I’ve been playing around with the fastai one-cycle learning rate policy for the last week or so, and I can’t seem to get the model to fit under the situation where:
(i) the pre-trained network is trained on too different a data domain, i.e. my target application is not very ImageNet like and (ii) I have very little labeled data for the target application, i.e. 1000+ data points for each class for a binary classification. The frozen network trains but the metrics are very poor. An unfrozen network immediately overfits (val and train loss diverges).
Does anyone have any advice on what settings to adjust? I already did the lr_find stuff. So far I have:
Used dropout of 0.25 for features coming from the pre-trained network
Switched the dense layer to 1x1 convolution with 128 filters (so less parameters compared to the dense layer of 512 neurons)

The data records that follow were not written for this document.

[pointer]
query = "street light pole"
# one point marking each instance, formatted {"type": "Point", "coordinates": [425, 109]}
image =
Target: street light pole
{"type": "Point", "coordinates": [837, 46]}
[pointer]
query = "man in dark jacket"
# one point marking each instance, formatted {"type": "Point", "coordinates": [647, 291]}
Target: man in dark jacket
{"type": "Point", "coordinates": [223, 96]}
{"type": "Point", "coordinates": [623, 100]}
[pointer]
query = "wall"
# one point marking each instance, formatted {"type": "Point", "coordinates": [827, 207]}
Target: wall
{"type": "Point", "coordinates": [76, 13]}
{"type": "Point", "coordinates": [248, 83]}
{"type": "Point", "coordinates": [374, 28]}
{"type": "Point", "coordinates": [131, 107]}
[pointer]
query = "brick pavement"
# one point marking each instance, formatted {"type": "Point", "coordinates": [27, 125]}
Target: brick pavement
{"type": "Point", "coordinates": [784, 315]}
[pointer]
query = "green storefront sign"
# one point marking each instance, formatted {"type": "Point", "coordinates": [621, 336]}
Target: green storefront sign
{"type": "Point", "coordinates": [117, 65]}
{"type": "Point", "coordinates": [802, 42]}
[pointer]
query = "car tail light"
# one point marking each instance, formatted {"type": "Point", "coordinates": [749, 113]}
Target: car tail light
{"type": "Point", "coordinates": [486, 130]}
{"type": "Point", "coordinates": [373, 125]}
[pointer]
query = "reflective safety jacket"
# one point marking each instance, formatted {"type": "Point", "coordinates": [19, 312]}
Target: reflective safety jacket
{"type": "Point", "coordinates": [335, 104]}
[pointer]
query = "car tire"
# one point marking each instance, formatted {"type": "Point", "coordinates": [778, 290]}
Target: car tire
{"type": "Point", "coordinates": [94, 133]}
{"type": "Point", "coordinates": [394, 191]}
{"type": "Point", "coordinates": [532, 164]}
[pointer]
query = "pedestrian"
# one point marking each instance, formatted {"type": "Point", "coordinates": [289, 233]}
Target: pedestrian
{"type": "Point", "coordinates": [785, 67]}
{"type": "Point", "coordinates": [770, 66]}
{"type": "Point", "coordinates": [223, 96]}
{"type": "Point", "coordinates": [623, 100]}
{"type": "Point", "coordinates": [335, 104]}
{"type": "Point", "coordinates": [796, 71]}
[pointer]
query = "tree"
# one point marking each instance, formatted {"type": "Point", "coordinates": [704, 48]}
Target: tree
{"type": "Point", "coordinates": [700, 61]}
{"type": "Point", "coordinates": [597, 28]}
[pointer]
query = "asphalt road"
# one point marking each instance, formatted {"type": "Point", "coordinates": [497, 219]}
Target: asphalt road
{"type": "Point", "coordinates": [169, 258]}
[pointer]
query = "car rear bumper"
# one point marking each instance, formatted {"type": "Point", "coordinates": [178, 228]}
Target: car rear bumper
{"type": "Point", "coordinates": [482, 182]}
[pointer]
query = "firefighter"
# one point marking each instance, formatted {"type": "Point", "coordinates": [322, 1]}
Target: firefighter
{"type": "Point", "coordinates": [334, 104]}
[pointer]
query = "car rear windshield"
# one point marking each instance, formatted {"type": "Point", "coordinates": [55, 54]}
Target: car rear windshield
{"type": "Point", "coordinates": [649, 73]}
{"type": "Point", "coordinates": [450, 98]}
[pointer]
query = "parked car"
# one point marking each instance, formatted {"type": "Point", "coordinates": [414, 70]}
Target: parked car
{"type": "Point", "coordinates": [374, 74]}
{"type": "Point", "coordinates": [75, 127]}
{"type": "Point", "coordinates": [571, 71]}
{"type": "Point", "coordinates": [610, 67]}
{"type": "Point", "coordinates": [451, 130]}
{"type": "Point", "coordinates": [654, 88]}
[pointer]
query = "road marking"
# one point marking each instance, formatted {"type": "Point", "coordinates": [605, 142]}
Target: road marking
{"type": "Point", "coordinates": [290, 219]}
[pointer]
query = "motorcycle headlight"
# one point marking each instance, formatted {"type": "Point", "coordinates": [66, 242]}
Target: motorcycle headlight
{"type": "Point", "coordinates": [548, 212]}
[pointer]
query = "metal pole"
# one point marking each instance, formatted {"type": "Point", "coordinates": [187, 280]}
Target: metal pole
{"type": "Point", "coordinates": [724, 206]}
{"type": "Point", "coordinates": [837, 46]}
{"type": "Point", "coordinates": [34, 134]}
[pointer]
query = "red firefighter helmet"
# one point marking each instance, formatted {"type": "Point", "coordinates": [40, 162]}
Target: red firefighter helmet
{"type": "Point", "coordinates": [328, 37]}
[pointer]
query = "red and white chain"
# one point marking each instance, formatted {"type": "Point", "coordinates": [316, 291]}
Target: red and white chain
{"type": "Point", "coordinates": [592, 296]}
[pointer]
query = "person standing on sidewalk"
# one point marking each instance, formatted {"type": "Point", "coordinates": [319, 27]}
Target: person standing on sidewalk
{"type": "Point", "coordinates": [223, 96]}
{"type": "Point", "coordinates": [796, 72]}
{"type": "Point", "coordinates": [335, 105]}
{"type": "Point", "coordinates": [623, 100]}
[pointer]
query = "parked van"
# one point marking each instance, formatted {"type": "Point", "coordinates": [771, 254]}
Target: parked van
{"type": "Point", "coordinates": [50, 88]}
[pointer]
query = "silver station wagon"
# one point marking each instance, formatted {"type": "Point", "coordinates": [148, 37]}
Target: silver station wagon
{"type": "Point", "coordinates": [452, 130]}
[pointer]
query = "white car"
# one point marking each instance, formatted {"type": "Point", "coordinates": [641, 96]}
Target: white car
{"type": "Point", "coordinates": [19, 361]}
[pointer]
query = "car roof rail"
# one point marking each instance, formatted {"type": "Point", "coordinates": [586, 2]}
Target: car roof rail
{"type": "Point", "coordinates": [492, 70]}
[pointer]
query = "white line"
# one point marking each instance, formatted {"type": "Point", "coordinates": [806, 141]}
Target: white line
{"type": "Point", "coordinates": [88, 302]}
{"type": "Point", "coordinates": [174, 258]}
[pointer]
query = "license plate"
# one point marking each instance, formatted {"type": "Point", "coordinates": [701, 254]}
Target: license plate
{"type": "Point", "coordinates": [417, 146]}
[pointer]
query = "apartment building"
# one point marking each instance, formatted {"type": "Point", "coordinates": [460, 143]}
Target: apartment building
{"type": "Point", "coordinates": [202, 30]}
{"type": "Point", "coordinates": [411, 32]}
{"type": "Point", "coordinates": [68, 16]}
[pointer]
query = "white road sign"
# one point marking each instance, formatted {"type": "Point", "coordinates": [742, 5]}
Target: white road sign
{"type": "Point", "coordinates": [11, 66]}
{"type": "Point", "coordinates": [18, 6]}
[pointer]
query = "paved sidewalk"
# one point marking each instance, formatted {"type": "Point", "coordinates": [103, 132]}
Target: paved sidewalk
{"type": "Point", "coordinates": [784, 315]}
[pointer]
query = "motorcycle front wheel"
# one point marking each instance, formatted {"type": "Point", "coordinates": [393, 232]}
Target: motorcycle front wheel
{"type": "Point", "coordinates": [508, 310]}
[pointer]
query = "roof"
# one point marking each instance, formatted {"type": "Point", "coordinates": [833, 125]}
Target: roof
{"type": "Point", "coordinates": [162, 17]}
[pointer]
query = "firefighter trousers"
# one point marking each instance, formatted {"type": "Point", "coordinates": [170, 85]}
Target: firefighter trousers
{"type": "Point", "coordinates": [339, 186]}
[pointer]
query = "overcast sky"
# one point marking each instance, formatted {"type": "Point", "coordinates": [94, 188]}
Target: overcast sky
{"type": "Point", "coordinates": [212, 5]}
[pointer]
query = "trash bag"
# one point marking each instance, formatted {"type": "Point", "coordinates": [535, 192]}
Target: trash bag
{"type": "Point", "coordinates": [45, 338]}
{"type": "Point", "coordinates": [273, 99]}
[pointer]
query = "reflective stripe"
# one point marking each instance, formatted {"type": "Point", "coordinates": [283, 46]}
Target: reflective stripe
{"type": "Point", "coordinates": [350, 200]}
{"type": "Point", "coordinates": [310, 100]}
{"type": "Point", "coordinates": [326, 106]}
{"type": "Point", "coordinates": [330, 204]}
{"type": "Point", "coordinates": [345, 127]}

Played with train_bn settings between T/F, and also added/remove bn layers in my custom head
More epochs seems to make it just overfit more
Unfrozen network immediately overfits, even reducing backbone lr to lr/100 doesn’t help much
I had similar case, where I had two categories unlike imagenet. Training with pre-trained network worked for me better then training from scratch. With freezed and next unfreezed weights.
What comes more to my mind:
EDITED increase weight decay (instead of decreasing size of network)

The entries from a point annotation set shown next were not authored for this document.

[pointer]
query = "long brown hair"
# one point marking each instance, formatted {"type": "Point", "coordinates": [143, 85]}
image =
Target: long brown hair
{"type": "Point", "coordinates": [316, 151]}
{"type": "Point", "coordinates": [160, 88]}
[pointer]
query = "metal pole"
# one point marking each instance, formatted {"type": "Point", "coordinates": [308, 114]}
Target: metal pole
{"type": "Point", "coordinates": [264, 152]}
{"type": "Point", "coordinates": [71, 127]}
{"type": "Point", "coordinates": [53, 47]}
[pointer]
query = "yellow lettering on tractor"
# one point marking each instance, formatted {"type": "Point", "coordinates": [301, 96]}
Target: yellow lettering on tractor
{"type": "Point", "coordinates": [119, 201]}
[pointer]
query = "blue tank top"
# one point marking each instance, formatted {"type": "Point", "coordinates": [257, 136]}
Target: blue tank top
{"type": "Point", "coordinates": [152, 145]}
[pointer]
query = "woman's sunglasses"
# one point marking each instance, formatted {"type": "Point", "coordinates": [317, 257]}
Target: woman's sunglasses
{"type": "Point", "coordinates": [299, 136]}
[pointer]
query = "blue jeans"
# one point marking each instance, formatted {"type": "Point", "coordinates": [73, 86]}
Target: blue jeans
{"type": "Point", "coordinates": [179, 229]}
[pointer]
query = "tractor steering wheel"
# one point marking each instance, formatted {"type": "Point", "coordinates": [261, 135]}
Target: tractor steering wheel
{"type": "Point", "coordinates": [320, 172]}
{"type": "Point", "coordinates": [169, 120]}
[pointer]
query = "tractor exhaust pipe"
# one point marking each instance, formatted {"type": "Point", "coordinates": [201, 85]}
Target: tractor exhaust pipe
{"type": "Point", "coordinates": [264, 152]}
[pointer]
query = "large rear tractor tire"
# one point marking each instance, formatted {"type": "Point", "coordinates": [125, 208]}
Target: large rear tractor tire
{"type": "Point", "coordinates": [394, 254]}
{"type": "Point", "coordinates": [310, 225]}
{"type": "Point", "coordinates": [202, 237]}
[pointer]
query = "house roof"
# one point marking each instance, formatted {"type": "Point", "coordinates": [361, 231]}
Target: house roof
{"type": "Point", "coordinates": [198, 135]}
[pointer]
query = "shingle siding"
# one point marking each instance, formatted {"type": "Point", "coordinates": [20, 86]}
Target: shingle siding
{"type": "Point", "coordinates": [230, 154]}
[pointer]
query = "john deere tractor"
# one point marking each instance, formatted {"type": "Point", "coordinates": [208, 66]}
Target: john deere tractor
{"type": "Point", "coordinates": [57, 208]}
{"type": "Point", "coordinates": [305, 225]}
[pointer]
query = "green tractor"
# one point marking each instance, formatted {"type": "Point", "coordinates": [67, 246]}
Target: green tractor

use bigger dropout. You can set it with dropout = learn.model.children()[idx_dropout] dropout.p = 0.5
gamma - bigger value encourages network to focus more on images with high loss
(gamma=4.0 was good for me)
alpha - (optional) list of importance of categories, have to sum to 1,
e.g. [0.25, 0.5, 0.25] means that second category is 2 times more important,
It’s helpful if you have unbalanced number of images for each category
Also you should look at the augmented images, if you did not already, to figure out if augmented images are really matched to your case https://docs.fast.ai/vision.transform.html
Thanks. My understanding for focal loss is that gamma focuses on the “hard examples” of each class, and alpha is to do class weighting (if there is an imbalance), is this correct?

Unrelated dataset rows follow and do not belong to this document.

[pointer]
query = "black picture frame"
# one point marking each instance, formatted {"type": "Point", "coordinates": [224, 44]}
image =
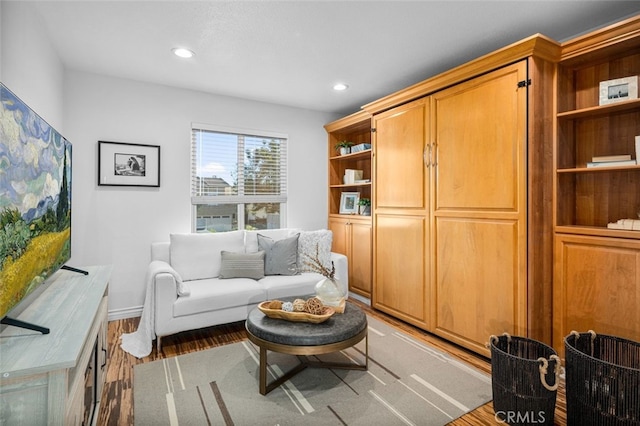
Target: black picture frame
{"type": "Point", "coordinates": [128, 164]}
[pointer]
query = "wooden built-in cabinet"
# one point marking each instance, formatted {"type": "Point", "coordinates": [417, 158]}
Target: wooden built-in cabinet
{"type": "Point", "coordinates": [486, 218]}
{"type": "Point", "coordinates": [597, 271]}
{"type": "Point", "coordinates": [352, 237]}
{"type": "Point", "coordinates": [351, 232]}
{"type": "Point", "coordinates": [53, 378]}
{"type": "Point", "coordinates": [401, 212]}
{"type": "Point", "coordinates": [462, 172]}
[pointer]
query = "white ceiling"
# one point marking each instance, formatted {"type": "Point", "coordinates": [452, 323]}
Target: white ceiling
{"type": "Point", "coordinates": [292, 52]}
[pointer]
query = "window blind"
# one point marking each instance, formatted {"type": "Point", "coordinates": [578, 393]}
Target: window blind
{"type": "Point", "coordinates": [234, 166]}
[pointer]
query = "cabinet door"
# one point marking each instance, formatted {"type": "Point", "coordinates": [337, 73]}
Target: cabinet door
{"type": "Point", "coordinates": [400, 149]}
{"type": "Point", "coordinates": [339, 239]}
{"type": "Point", "coordinates": [480, 208]}
{"type": "Point", "coordinates": [401, 214]}
{"type": "Point", "coordinates": [360, 258]}
{"type": "Point", "coordinates": [596, 287]}
{"type": "Point", "coordinates": [401, 267]}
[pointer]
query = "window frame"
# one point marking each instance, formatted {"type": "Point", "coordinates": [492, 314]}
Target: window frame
{"type": "Point", "coordinates": [240, 200]}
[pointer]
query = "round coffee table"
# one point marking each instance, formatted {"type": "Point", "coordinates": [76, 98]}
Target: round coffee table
{"type": "Point", "coordinates": [339, 332]}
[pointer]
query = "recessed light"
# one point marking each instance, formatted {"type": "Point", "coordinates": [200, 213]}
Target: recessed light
{"type": "Point", "coordinates": [182, 52]}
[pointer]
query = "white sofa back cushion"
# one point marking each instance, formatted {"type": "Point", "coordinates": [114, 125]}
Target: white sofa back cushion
{"type": "Point", "coordinates": [197, 256]}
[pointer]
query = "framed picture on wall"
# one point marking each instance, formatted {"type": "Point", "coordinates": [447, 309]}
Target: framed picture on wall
{"type": "Point", "coordinates": [127, 164]}
{"type": "Point", "coordinates": [349, 202]}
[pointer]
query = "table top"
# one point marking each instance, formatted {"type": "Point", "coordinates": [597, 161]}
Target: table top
{"type": "Point", "coordinates": [338, 328]}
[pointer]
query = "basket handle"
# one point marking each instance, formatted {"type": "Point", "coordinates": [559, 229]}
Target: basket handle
{"type": "Point", "coordinates": [543, 372]}
{"type": "Point", "coordinates": [494, 339]}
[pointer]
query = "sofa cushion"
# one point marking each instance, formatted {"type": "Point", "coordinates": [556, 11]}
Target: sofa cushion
{"type": "Point", "coordinates": [215, 294]}
{"type": "Point", "coordinates": [312, 243]}
{"type": "Point", "coordinates": [281, 257]}
{"type": "Point", "coordinates": [197, 256]}
{"type": "Point", "coordinates": [278, 287]}
{"type": "Point", "coordinates": [242, 265]}
{"type": "Point", "coordinates": [251, 237]}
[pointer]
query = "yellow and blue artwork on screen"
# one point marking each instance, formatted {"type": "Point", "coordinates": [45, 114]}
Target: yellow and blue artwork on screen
{"type": "Point", "coordinates": [35, 201]}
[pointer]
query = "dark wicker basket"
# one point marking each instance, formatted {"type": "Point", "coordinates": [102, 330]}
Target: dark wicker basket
{"type": "Point", "coordinates": [603, 380]}
{"type": "Point", "coordinates": [524, 380]}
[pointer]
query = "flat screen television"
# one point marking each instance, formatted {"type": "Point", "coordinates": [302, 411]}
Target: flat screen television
{"type": "Point", "coordinates": [35, 205]}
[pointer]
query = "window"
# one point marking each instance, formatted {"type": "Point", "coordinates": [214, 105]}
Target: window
{"type": "Point", "coordinates": [238, 179]}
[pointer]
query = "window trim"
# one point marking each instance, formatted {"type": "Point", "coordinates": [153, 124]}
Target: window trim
{"type": "Point", "coordinates": [239, 200]}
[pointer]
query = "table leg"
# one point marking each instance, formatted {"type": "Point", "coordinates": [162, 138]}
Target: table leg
{"type": "Point", "coordinates": [263, 371]}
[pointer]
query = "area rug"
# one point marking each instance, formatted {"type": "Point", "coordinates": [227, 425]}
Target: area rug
{"type": "Point", "coordinates": [407, 383]}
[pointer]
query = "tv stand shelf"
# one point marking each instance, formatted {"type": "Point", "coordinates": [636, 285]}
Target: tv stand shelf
{"type": "Point", "coordinates": [42, 376]}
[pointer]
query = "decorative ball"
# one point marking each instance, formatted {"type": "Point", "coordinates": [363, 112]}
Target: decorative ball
{"type": "Point", "coordinates": [275, 304]}
{"type": "Point", "coordinates": [314, 306]}
{"type": "Point", "coordinates": [298, 305]}
{"type": "Point", "coordinates": [287, 306]}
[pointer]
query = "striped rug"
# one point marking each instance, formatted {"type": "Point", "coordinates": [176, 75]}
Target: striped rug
{"type": "Point", "coordinates": [408, 383]}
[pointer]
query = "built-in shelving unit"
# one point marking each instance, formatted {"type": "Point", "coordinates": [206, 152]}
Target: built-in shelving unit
{"type": "Point", "coordinates": [596, 268]}
{"type": "Point", "coordinates": [352, 233]}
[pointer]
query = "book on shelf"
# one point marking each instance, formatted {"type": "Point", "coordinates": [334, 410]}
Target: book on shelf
{"type": "Point", "coordinates": [611, 163]}
{"type": "Point", "coordinates": [606, 158]}
{"type": "Point", "coordinates": [628, 224]}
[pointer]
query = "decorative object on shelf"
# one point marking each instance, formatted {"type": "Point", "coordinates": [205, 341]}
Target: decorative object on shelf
{"type": "Point", "coordinates": [349, 202]}
{"type": "Point", "coordinates": [329, 290]}
{"type": "Point", "coordinates": [626, 224]}
{"type": "Point", "coordinates": [360, 147]}
{"type": "Point", "coordinates": [344, 147]}
{"type": "Point", "coordinates": [352, 175]}
{"type": "Point", "coordinates": [619, 89]}
{"type": "Point", "coordinates": [127, 164]}
{"type": "Point", "coordinates": [365, 206]}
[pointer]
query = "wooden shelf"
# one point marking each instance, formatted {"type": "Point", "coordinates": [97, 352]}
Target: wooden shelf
{"type": "Point", "coordinates": [352, 156]}
{"type": "Point", "coordinates": [597, 231]}
{"type": "Point", "coordinates": [351, 185]}
{"type": "Point", "coordinates": [600, 110]}
{"type": "Point", "coordinates": [598, 169]}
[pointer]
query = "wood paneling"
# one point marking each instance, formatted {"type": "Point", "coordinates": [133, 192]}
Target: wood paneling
{"type": "Point", "coordinates": [595, 287]}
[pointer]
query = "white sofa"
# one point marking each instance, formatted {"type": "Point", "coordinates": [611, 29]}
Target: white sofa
{"type": "Point", "coordinates": [190, 292]}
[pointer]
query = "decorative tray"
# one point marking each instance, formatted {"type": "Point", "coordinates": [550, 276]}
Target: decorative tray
{"type": "Point", "coordinates": [297, 316]}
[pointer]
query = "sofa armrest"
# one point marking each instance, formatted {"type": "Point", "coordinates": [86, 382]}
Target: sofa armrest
{"type": "Point", "coordinates": [340, 262]}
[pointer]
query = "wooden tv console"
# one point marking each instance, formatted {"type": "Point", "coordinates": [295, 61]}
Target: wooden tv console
{"type": "Point", "coordinates": [43, 376]}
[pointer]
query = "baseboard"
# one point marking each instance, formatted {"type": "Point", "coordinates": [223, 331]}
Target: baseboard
{"type": "Point", "coordinates": [359, 298]}
{"type": "Point", "coordinates": [124, 313]}
{"type": "Point", "coordinates": [136, 311]}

Precisely, this is similar to CrossEntropy where examples with big and correct confidence cause a lower loss then examples with big incorrect confidence. In FocalLoss you have a parameter (gamma) which can tune How much lower will be this loss.
Besides all sort of data augmentation, you can also try Mixup and Label Smoothing. They are some special kinds of augmentation that help regularize the classification model.
These techniques are introduced in fastbook (link) and you can easily apply them with fastai callbacks.